In my opinion, that sort of faith doesn't help anybody. Scripture says that it is given to none of us to know or say when the Lord will come again, but now is the "hour of decision:" to accept Him/Her and to follow Her/His example, or not. If we all acted like He/She was returning tomorrow, the world would be a much better place!
(When the Old and New Testaments were written, Hebrew society was severely patriarchal. To this day, fundamentalists insist that the Godhead is masculine. I see feminine, nurturing qualities in the universal creative force, as do followers of many shamanic traditions. Why must we assume that Christ must return as a male?)
The Bible has been interpreted in a great variety of ways. Armageddon and the Second Coming have been frequently predicted, from the middle ages, through to the present. The medieval church mis-used the Bible as justification for the brutal suppression of the shamanic, pre-Christian nature religion (Wicca) of Europe. In the "burning times," huge numbers of women were put to death. Black slavery was justified from the pulpit. Examples of "scripture abuse" abound! We all need to become more Bible- literate to avoid falling prey to the same.

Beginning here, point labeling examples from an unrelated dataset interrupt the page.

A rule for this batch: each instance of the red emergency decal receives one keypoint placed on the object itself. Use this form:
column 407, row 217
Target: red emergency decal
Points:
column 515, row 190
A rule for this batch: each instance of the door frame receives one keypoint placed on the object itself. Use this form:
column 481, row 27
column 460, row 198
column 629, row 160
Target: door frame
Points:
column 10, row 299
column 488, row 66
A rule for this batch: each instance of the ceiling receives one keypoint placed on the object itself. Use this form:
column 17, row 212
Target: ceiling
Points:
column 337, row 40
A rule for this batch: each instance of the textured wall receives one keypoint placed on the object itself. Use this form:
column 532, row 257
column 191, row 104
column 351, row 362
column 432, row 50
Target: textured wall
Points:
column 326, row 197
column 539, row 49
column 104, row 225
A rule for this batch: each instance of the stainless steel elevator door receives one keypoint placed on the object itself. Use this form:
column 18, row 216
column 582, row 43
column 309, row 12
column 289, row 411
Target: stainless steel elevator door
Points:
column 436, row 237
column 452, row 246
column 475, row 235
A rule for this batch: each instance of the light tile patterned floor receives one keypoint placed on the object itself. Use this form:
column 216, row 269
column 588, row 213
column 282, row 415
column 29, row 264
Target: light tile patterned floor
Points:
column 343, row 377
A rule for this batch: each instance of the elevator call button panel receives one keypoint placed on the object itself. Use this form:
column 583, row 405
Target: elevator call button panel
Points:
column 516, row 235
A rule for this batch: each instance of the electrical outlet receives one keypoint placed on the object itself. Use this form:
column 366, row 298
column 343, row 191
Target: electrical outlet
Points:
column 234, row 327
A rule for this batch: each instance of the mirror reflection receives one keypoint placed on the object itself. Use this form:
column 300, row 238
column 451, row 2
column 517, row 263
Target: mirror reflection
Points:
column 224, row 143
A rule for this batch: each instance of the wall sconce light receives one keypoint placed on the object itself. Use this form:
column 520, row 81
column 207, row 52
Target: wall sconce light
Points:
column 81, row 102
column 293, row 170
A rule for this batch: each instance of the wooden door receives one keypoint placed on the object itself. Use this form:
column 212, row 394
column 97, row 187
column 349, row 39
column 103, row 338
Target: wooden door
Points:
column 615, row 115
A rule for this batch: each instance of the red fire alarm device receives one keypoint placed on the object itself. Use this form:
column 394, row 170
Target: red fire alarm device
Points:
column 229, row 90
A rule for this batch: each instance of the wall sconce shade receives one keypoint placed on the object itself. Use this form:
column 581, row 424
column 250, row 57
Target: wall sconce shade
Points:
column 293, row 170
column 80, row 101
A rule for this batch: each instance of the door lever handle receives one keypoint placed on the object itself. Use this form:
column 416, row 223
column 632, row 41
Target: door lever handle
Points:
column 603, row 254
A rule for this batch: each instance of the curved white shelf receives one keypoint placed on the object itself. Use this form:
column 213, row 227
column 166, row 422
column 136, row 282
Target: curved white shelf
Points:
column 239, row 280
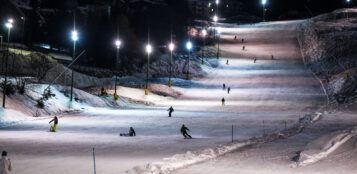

In conclusion, I'd like to quote from John C. Cort's conclusion to his thought-provoking book, _Christian Socialism: An Informal History_:
"Most people get whatever religion they have from the Bible. The reactionary preachers who dominate television tell us the Bible teaches that 'government should get off the back of business,' that the nuclear bomb is the Christian's best friend, that our present economy is the best possible economy in the world. They are wrong. The Bible teaches nothing of the sort. All we have to do is tell them what the Bible really teaches, persuade them to believe it, and--who knows?--the Kingdom of God may yet come on earth as it is in heaven, at least insofar as poor, weak, human nature is capable, with the help of God. This is precisely what Jesus taught us to pray for, and work to make real. He also told us that God, our God, would indeed help us... If God tells us to do something, is that just 'human action?'"
God has told us to do something. Let's get busy: there's so much we need to do.